On the ground, as help begins to arrive, searches continue to try to find the bodies swallowed up by torrents of red clay last Monday, while distraught survivors bury their loved ones killed in the disaster.
A worsening toll
It is the deadliest landslide ever recorded in this country in the Horn of Africa, with a death toll that rose to at least 257 on Thursday, according to the UN humanitarian agency (OCHA), citing local authorities, but likely to climb to 500 deaths, according to the same source.
“The House of People’s Representatives has announced a three-day national mourning for those who lost their lives in the landslide,” the Ethiopian parliament announced.
This will “comfort the relatives and all the people of our country,” he added in a statement broadcast by Ethiopian radio and television.
On the ground, humanitarian aid and reconstruction assistance “are well underway”, said the Ethiopian organisation responsible for protection, a structure for coordinating relief has been set up, and 6,000 people are to be rehoused.
Help coming for evacuation
According to OCHA, more than 15,000 people have to be evacuated due to the risk of further landslides, including young children and thousands of pregnant women and new mothers. Aid has started arriving, the agency said, including four trucks from the Ethiopian Red Cross.
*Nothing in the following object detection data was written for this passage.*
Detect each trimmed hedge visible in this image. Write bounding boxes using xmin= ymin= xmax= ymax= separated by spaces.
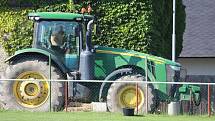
xmin=0 ymin=0 xmax=185 ymax=58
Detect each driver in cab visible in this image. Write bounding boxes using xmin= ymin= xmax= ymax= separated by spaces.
xmin=51 ymin=25 xmax=65 ymax=54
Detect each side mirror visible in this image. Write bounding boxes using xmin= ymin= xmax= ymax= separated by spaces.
xmin=93 ymin=24 xmax=101 ymax=36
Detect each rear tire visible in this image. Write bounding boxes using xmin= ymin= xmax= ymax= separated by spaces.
xmin=107 ymin=75 xmax=157 ymax=113
xmin=0 ymin=57 xmax=64 ymax=111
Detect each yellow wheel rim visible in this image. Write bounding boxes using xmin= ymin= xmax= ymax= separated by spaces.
xmin=13 ymin=71 xmax=49 ymax=108
xmin=118 ymin=86 xmax=144 ymax=108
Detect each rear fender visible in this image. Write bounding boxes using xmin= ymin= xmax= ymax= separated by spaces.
xmin=5 ymin=48 xmax=69 ymax=73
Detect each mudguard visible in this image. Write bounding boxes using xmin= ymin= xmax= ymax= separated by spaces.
xmin=5 ymin=48 xmax=69 ymax=73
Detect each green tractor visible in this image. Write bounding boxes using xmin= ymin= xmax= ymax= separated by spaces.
xmin=0 ymin=12 xmax=198 ymax=112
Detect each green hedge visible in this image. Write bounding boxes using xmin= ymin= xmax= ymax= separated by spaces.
xmin=0 ymin=0 xmax=185 ymax=58
xmin=90 ymin=0 xmax=185 ymax=58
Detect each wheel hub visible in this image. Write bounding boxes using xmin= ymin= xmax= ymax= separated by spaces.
xmin=118 ymin=86 xmax=144 ymax=108
xmin=13 ymin=71 xmax=49 ymax=108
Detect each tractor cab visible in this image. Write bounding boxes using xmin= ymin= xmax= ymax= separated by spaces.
xmin=29 ymin=12 xmax=93 ymax=71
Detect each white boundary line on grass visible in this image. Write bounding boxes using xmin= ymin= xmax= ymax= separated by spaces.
xmin=0 ymin=79 xmax=215 ymax=85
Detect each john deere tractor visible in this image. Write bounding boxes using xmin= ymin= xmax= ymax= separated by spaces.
xmin=0 ymin=12 xmax=201 ymax=112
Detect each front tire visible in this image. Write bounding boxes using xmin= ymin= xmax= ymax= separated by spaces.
xmin=0 ymin=57 xmax=64 ymax=111
xmin=107 ymin=75 xmax=157 ymax=113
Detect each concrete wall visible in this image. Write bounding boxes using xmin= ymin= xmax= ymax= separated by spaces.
xmin=178 ymin=58 xmax=215 ymax=75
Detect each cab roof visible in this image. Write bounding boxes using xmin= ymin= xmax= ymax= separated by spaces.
xmin=28 ymin=12 xmax=93 ymax=20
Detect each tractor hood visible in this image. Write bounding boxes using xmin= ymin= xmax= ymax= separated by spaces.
xmin=95 ymin=46 xmax=181 ymax=66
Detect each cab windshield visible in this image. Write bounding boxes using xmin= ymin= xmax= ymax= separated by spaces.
xmin=35 ymin=21 xmax=80 ymax=56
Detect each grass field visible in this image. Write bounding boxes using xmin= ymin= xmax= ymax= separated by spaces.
xmin=0 ymin=111 xmax=212 ymax=121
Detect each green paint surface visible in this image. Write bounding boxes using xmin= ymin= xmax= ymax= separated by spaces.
xmin=28 ymin=12 xmax=93 ymax=20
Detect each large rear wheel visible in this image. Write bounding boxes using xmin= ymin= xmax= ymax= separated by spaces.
xmin=0 ymin=57 xmax=64 ymax=111
xmin=107 ymin=75 xmax=157 ymax=113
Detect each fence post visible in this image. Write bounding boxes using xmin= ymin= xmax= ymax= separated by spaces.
xmin=145 ymin=56 xmax=148 ymax=114
xmin=208 ymin=84 xmax=211 ymax=117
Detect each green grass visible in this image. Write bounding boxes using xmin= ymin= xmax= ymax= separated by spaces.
xmin=0 ymin=111 xmax=215 ymax=121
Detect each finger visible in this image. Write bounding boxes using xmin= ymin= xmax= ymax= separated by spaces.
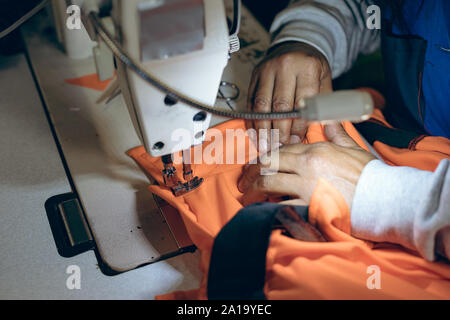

Most of the victims were buried when they rushed to rescue and help after a first landslide, following heavy rains that fell on Sunday in the region, located about 480 kilometers (300 miles) from the capital, Addis Ababa.
Messages of condolence have poured in, including from the African Union, UN Secretary-General António Guterres and World Health Organization chief Tedros Adhanom Ghebreyesus, himself Ethiopian.
Ethiopia is Africa’s second most populous country and is often hit by climate-related disasters.
More than 21 million people, or about 18% of the population, are normally dependent on humanitarian aid due to conflict, floods or droughts.